С другой стороны, социальный человек — это тот, кто сам убежден, что он должен кому-то служить. У Кутзее изгой — одновременно идеальный герой преданности. Майкл К сначала решает, что он должен служить своей матери, больной и неподвижной. Мать хочет перебраться из города в деревню, где она родилась. Он берет тележку и везет ее через всю страну. Но по дороге мать умирает. Тогда он служит ее воле, ее праху — продолжает путь, чтобы доставить прах туда, куда стремилась мать. После многих усилий ему это удается. Он приходит на заброшенную ферму и развеивает прах на участке земли. Теперь он служит этому кусочку земли, который заменяет мать, матери-земле. Или пытается служить, потому что земле не нужно его служение. Вдали от людей он возделывает свой огород и ждет урожая. Его сгоняют с земли, он уходит в горы, живет в пещере — так высоко, что оттуда люди кажутся муравьями, потом голод заставляет его спуститься, он попадает в лагерь, потом убегает, снова пытается жить на земле, его хватают во второй раз, обвиняют в том, что он устроил свой огород, чтобы снабжать партизан (обвинение невиновного — лейтмотив Кутзее), опять помещают в лагерь, он уходит и оттуда.

Но к моменту ухода из последнего лагеря Майкл К уже не совсем человек. Что-то произошло с ним. Он выходит за пределы возможностей человеческого тела, о чем свидетельствует и врач: он может не есть месяцами, вместо еды он питается сном, живет в состоянии полуяви-полусна и галлюцинаций. Он не отвечает людям, возможно, даже не слышит их. Может быть, перед нами праведник, святой? Но это святой, который никому не служит, даже самому себе. И можно ли подумать о святом, что он живет «как паразит в кишках, как ящерица под камнем», — а именно так думает о себе Майкл (не отсюда ли у Бродского — «сократиться в аскарида»?). Кутзее изображает не превращение человека в святого, а исчезновение тела, его переход в нечто только дышащее, то есть смерть или бессмертие — кто как верит. Умный и человечный лагерный врач, которому Кутзее на время дает слово под конец романа, рассуждает: есть лагеря для всех видов людей, родов деятельности и поступков, и единственный выход — быть вне лагерей. Но лагерями в романе покрыта вся земля, это уже не архипелаг, а континент, и быть вне лагерей может означать только не быть человеком. В последней сцене романа Майкл забирается, как в утробу, в заброшенную комнату, где когда-то жила его мать, сворачивается клубком и мечтает о том, как вернется на свой клочок земли.

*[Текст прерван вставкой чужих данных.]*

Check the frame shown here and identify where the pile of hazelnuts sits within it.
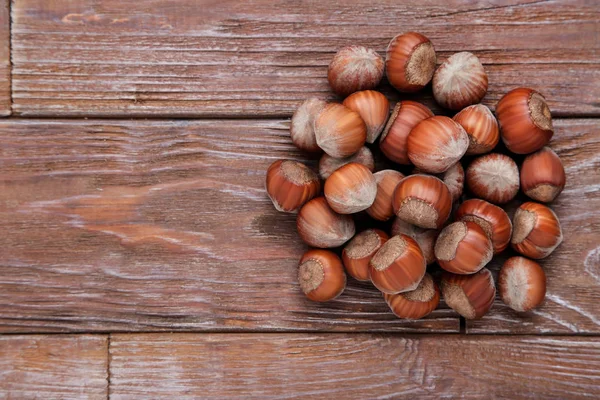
[266,32,565,319]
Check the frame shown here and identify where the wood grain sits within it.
[110,334,600,399]
[0,335,108,400]
[0,0,11,117]
[467,120,600,334]
[0,120,600,333]
[12,0,600,118]
[0,119,459,332]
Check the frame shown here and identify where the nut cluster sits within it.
[266,32,566,319]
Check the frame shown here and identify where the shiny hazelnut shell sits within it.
[406,115,469,174]
[392,175,452,229]
[342,90,390,143]
[466,153,519,204]
[266,160,321,212]
[498,257,546,312]
[455,199,512,254]
[432,51,488,110]
[441,268,496,319]
[379,100,433,165]
[452,104,500,155]
[510,202,563,259]
[290,97,327,153]
[385,32,436,93]
[296,197,355,248]
[520,147,567,203]
[367,169,404,221]
[383,274,440,319]
[315,103,367,158]
[298,249,346,301]
[434,221,494,275]
[369,235,426,294]
[342,229,389,281]
[327,46,384,96]
[324,163,377,214]
[319,146,375,179]
[496,88,554,154]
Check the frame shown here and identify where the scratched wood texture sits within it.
[110,334,600,399]
[0,0,11,117]
[0,119,600,333]
[11,0,600,118]
[0,335,108,400]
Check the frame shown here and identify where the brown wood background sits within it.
[0,0,600,399]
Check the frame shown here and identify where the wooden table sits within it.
[0,0,600,399]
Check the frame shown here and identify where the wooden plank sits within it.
[110,334,600,399]
[0,335,108,400]
[12,0,600,118]
[0,119,459,332]
[0,0,11,117]
[467,120,600,334]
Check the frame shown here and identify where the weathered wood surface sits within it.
[0,335,108,400]
[0,119,459,332]
[467,120,600,334]
[0,120,600,333]
[0,0,10,117]
[110,334,600,399]
[12,0,600,118]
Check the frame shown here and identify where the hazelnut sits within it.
[392,217,440,265]
[453,104,500,155]
[266,160,321,212]
[325,163,377,214]
[296,197,355,248]
[342,90,390,143]
[290,97,327,153]
[521,147,567,203]
[467,153,519,204]
[385,32,436,93]
[510,202,563,259]
[456,199,512,254]
[432,51,487,110]
[342,229,389,281]
[369,235,426,294]
[407,116,469,173]
[379,100,433,165]
[498,257,546,312]
[319,146,375,179]
[496,88,554,154]
[367,169,404,221]
[434,221,494,274]
[441,268,496,319]
[392,175,452,229]
[298,250,346,301]
[383,274,440,319]
[315,103,367,158]
[327,46,384,96]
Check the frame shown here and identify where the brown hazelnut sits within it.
[367,169,404,221]
[498,257,546,312]
[441,268,496,319]
[327,46,384,96]
[342,90,390,143]
[296,197,355,248]
[315,103,367,158]
[467,153,519,204]
[369,235,426,294]
[325,163,377,214]
[432,51,487,110]
[510,201,563,259]
[298,250,346,301]
[342,229,389,281]
[266,160,321,212]
[383,274,440,319]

История Майкла К открыта для интерпретаций. Ее можно понять как бытие-к-смерти, или как «жизнеутверждающую» (так сказано на обложке) историю — что-то вроде Кандида, возвращающегося к своему саду, или как историю духовного восхождения (в христианских аллюзиях здесь нет недостатка), или как философскую притчу об ускользающем значении, различании (и эта мысль внесена в текст). Все эти смыслы учтены в романе, но ни одна из них его не завершает. Единственное, что здесь безусловно, — это мечта об избавлении от социума как такового. В позднейших книгах Кутзее этот смысл всегда так или иначе присутствует: от следующего за «Майклом К» романа-робинзонады «Недруг» и до последней книги «Элизабет Костелло».

Странная все-таки прочертилась «идеальная линия» у писателя К. Сначала он сказал людям, что не знает выхода из лабиринтов мифа и насилия, потом пытался объяснить, что надо быть человечнее, потом написал об уходе от мира. Странно тут то, что именно после романа об уходе мир стал привечать писателя, награждать его премиями и приглашать на церемонии. Интересно, что скажет им Кутзее 10 декабря, — если он вообще что-то скажет.